In this video from ITFreeTraining, I will look at creating a central store for Group Policy. Although it is not required, a central store can ensure that the company as a whole is using the same version of Group Policy. First, we will take a look at the history of Group Policy so we can get a better understanding of how the central store will work.

Show lesson content
Group Policy History
0:20 – Group Policy is divided into two main sections, “Computer Configuration” and “User Configuration”. These sections are divided in sub-sections, and these are “Software Settings”, “Windows Settings” and “Administrative Templates”. This video will focus on administrative templates.

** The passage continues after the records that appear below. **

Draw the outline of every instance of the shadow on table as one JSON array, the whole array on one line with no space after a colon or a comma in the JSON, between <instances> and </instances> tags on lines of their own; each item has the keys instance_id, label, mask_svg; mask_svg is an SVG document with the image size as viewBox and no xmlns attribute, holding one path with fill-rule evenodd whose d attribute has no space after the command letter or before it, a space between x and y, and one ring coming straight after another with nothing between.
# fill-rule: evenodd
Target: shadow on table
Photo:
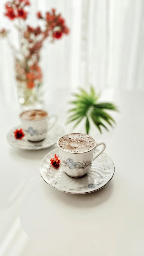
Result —
<instances>
[{"instance_id":1,"label":"shadow on table","mask_svg":"<svg viewBox=\"0 0 144 256\"><path fill-rule=\"evenodd\" d=\"M104 188L91 193L82 194L74 194L57 190L46 184L44 181L41 181L45 195L50 196L52 200L69 205L72 207L87 208L94 207L104 203L110 197L113 188L112 181Z\"/></svg>"}]
</instances>

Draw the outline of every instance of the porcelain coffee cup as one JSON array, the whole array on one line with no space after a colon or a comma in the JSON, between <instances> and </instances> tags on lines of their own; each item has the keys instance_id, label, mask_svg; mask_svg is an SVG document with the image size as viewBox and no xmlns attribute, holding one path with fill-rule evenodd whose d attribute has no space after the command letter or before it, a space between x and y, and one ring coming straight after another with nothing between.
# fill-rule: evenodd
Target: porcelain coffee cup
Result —
<instances>
[{"instance_id":1,"label":"porcelain coffee cup","mask_svg":"<svg viewBox=\"0 0 144 256\"><path fill-rule=\"evenodd\" d=\"M63 170L68 175L73 178L79 178L85 175L90 170L92 161L106 148L104 142L95 142L93 147L90 150L81 152L68 152L62 149L58 142L57 145L61 166ZM94 154L94 150L100 145L103 145L102 148Z\"/></svg>"},{"instance_id":2,"label":"porcelain coffee cup","mask_svg":"<svg viewBox=\"0 0 144 256\"><path fill-rule=\"evenodd\" d=\"M27 120L22 119L20 116L22 127L26 138L33 142L40 142L45 138L47 133L55 124L57 121L58 117L54 115L49 116L46 115L43 118L38 120ZM50 120L54 118L52 123Z\"/></svg>"}]
</instances>

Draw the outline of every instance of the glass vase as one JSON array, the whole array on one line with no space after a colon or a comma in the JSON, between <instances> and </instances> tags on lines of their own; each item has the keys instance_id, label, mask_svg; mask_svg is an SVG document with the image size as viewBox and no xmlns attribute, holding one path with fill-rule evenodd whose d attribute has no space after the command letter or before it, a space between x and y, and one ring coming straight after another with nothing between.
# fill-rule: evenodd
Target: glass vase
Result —
<instances>
[{"instance_id":1,"label":"glass vase","mask_svg":"<svg viewBox=\"0 0 144 256\"><path fill-rule=\"evenodd\" d=\"M38 63L18 58L15 61L17 92L21 110L43 108L42 75Z\"/></svg>"}]
</instances>

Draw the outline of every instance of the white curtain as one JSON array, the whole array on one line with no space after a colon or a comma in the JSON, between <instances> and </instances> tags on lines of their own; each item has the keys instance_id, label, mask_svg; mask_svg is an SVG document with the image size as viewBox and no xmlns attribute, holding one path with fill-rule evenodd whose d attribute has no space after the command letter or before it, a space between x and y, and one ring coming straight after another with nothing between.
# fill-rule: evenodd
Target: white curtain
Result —
<instances>
[{"instance_id":1,"label":"white curtain","mask_svg":"<svg viewBox=\"0 0 144 256\"><path fill-rule=\"evenodd\" d=\"M54 44L46 42L41 65L46 90L74 90L93 84L105 88L144 89L143 0L31 0L28 23L36 26L35 13L55 8L70 33ZM0 1L0 28L11 29ZM16 44L16 32L10 38ZM12 57L0 40L1 105L16 98Z\"/></svg>"}]
</instances>

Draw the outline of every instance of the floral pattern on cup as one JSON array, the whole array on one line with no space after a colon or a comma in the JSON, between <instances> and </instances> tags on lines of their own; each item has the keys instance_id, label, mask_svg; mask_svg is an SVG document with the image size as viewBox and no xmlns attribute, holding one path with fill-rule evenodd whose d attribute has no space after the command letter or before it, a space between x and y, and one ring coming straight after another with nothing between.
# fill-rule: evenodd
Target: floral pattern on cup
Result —
<instances>
[{"instance_id":1,"label":"floral pattern on cup","mask_svg":"<svg viewBox=\"0 0 144 256\"><path fill-rule=\"evenodd\" d=\"M32 127L28 127L27 130L25 131L25 133L29 133L31 136L33 136L34 135L42 135L44 133L45 133L47 132L47 131L46 129L35 130Z\"/></svg>"},{"instance_id":2,"label":"floral pattern on cup","mask_svg":"<svg viewBox=\"0 0 144 256\"><path fill-rule=\"evenodd\" d=\"M71 170L73 169L84 169L87 166L90 165L92 166L92 160L91 161L86 161L86 162L83 161L83 163L79 162L74 162L72 158L68 158L66 160L66 161L63 160L62 158L62 160L61 165L62 166L68 167L69 169ZM64 164L63 164L62 162Z\"/></svg>"}]
</instances>

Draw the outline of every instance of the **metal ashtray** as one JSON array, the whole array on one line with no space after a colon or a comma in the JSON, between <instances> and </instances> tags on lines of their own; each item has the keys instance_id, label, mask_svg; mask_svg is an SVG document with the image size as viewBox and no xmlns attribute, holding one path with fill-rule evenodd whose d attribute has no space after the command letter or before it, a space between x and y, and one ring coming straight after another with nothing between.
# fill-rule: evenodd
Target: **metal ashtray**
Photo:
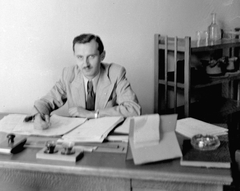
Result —
<instances>
[{"instance_id":1,"label":"metal ashtray","mask_svg":"<svg viewBox=\"0 0 240 191\"><path fill-rule=\"evenodd\" d=\"M197 134L192 137L191 144L195 149L211 151L220 146L220 141L217 136Z\"/></svg>"}]
</instances>

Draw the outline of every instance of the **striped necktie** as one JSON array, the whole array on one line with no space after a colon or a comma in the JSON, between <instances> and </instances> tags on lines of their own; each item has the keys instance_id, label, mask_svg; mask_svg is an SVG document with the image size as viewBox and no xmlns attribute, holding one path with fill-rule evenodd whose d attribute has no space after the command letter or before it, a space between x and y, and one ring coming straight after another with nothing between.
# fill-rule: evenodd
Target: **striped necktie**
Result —
<instances>
[{"instance_id":1,"label":"striped necktie","mask_svg":"<svg viewBox=\"0 0 240 191\"><path fill-rule=\"evenodd\" d=\"M92 81L88 81L87 83L87 92L87 110L92 111L95 108L95 94Z\"/></svg>"}]
</instances>

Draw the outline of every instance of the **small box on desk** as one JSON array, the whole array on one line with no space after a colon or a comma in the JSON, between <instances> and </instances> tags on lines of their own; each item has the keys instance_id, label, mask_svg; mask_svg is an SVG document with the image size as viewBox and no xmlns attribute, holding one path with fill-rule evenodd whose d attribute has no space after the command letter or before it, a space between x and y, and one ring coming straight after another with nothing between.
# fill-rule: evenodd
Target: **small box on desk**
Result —
<instances>
[{"instance_id":1,"label":"small box on desk","mask_svg":"<svg viewBox=\"0 0 240 191\"><path fill-rule=\"evenodd\" d=\"M158 114L155 114L156 117ZM153 123L152 116L139 116L135 118L140 119L140 122L135 123L134 118L130 122L129 130L129 145L127 151L127 160L133 159L135 165L141 165L150 162L157 162L167 159L180 158L182 152L175 134L177 114L171 115L158 115L158 118L155 120L158 123ZM134 133L136 133L136 126L142 126L143 128L150 130L156 130L152 128L151 125L157 124L159 133L158 141L145 141L141 144L134 141ZM146 136L146 134L143 134ZM154 138L154 137L153 137ZM147 143L148 142L148 143Z\"/></svg>"},{"instance_id":2,"label":"small box on desk","mask_svg":"<svg viewBox=\"0 0 240 191\"><path fill-rule=\"evenodd\" d=\"M56 147L53 153L46 152L47 149L41 149L37 154L37 159L44 159L44 160L56 160L56 161L65 161L65 162L77 162L83 157L82 150L74 150L70 154L65 154L64 150L61 147Z\"/></svg>"},{"instance_id":3,"label":"small box on desk","mask_svg":"<svg viewBox=\"0 0 240 191\"><path fill-rule=\"evenodd\" d=\"M195 166L207 168L230 168L231 157L228 141L220 141L220 146L215 150L201 151L193 148L190 140L183 142L182 166Z\"/></svg>"}]
</instances>

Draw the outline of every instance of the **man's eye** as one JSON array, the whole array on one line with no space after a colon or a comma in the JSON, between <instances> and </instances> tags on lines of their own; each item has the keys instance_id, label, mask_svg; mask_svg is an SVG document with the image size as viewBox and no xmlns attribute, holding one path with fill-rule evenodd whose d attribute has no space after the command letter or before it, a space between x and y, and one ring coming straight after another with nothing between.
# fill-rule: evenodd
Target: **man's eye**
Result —
<instances>
[{"instance_id":1,"label":"man's eye","mask_svg":"<svg viewBox=\"0 0 240 191\"><path fill-rule=\"evenodd\" d=\"M88 57L89 59L94 59L95 58L95 55L91 55Z\"/></svg>"}]
</instances>

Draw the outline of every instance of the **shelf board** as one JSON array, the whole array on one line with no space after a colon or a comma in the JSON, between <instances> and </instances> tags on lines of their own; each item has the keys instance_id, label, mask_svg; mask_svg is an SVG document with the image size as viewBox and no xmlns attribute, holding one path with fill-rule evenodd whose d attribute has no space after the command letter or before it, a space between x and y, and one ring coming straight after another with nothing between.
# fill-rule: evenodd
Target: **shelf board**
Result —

0:40 – The first version of Group Policy utilized ADM files. These ADM files defined the settings in Group Policy. Each time a new Group Policy was created, the ADM files for that Group Policy were duplicated. This means that every Group Policy that was created had its own set of ADM files.

1:00 – When there are multiple group polices, the same ADM file would be copied multiple times. The group policy and its ADM files are stored in the SysVol folder. In a large corporation, there could be a large number of group policies, with each group policy having its own set of ADM files. The SysVol folder is replicated to every Domain Controller in the domain. This makes the SysVol very large with a lot of duplicate files in it.

ADMX Files
1:34 –ADMX files are different from ADM files in that they are referenced by Group Policy as opposed to being stored by Group Policy. Let’s think about a single Group Policy. You’ll see that the ADMX file would be stored on the local computer or out on the network in the SysVol folder. So the ADMX files are stored locally or centrally within the network, making it easier for the administrator to keep ADMX files current and with a significant reduction in the SysVol folder size. We’ll now switch over to a server running Windows 2012 R2 and take a deeper dive. We’ll review how to centralize the ADMX files and keep them up to date as changes are made.

2:20 – To see where ADMX files are currently being stored, first of all, I will open Server Manager from the quick launch bar.

2:26 – I’ll then select “Group Policy Management” from the “Tools” dropdown.

2:30 – With Group Policy Management open, I’ll right click on the Default Domain group policy and select Edit.

2:40 – Once the Group Policy has opened, I will expand “Policies” and then select “Administrative Templates”. On the right, you will see the text “retrieved from local computer”.

2:50 – Currently the ADMX files are being retrieved from the local computer. Later on, we’ll review placing them in a different, centralized area on the network.

3:00 – Either way, storing ADMX files either locally or on the network is more efficient than the ADM files that were stored with the Group Policy.

3:10 – I’ll now go ahead and open the Windows Explorer to take a look at where ADMX files are stored.

3:16 – I will open the c drive, then the Windows folder followed by the folder “PolicyDefinitions”.

3:25 – Once open, notice that there are a large amount of ADMX files. Each ADMX file contains different settings. Each file contains a different part of the settings found under “Administrative Templates” in Group Policy. Having them separated like this makes them easier to update, manage and expand as required. ADMX files are language independent. Notice the folder EN-US. This contains the English language interface files. Since the language files are independent of the ADMX files, this makes them easy to update. This also makes it easy for the administrator to add additional languages. In contrast, ADM files were language specific which means the administrator had to choose one language. This made it difficult when there were multiple administrators around the world working on the same Group Policy, as they would have to agree on using the one language.

4:20 – Before I centralize the ADMX files, I will first download the latest ones from Microsoft. To do this, I will close some of these Windows and then open Internet Explorer.

4:33 – Once Internet Explorer has opened, I will perform a google search for “ADMX Windows Server 2012 R2”. A link for ADMX Templates for Windows 8.1 will appear, this link will work for Windows Server 2012 R2 as well so I will select it. Even if you are using older operating systems like Windows Server 2008, the newer ADMX files can be used. If the ADMX file contains settings that the operating system does not understand, the operating system will simply ignore them. If you have trouble finding this link, I have included it in the reference part of this video.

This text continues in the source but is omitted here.